Patrick’s shoulders slumped and he swivelled on his seat to face the bedroom before walking off. ‘Okay, I get it. Sorry,’
David sat there in stunned silence for a moment before striding after him. He found Patrick with his back to the door, t-shirt over one shoulder and fumbling with the top button of his denim shorts. Forcing his feet into his still tied sneakers, Patrick turned around, phone in one hand and apron in the other, and paused when he saw David in the doorway.
‘Please move,’ he said, his tone hard.
‘No.’
Patrick sighed. ‘David, you don’t get to reject me one moment and then stop me from leaving the next, okay?’
‘Patrick, I didn’t. I just don’t-‘
‘I get it,’ Patrick said. ‘I’m not good enough for you. I know. I don’t have a degree or even a job really and I’m the big bogan uncultured oaf who’d be an embarrassment to be on your arm and-‘
‘Will you shut up?’ David snapped. ‘And don’t ever call yourself a bogan oaf again!’
‘So I can still be the uncultured bogan oaf?’
David rubbed his eyes. ‘I don’t want to fuck this up, all right? You’re the straight guy who I talk guy stuff with. What happens when we do this and it freaks you out and you want to stop? We won’t be able to go back to “just friends” after that, will we?’

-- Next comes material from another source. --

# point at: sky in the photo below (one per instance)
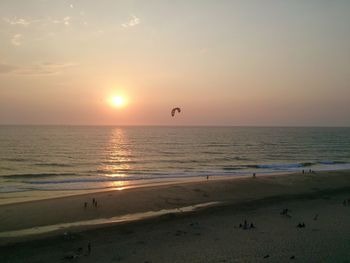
(254, 63)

‘You’re “just friends” with some of your exes,’ Patrick pointed out. ‘Although if you don’t think we’re going to be able to go back in the future what makes you think we can go back now? And Dave?’
‘What?’
‘I’m not and never have been ‘the straight guy’. I’m the bi guy who’s been too chicken to make a move on any guy I find remotely interesting. I’m the bi guy who’s been in a relationship with the same girl since I was old enough to think about relationships and never explored my attraction to men. I’m the bi guy who you talk to about guy stuff and I’m the bi guy who’s always been insanely jealous of every single one of your boyfriends.’
David stood there, jaw open and staring at his best friend. ‘Seriously? That’s what the big scary tough guy act was all about?’
‘In hindsight, probably. Yes,’ Patrick said, flushing. ‘Li Ling always said that I was overprotective of you and was scared that the new guy would become more important than me in your life. I hate it when she’s right, but she was definitely right about that.’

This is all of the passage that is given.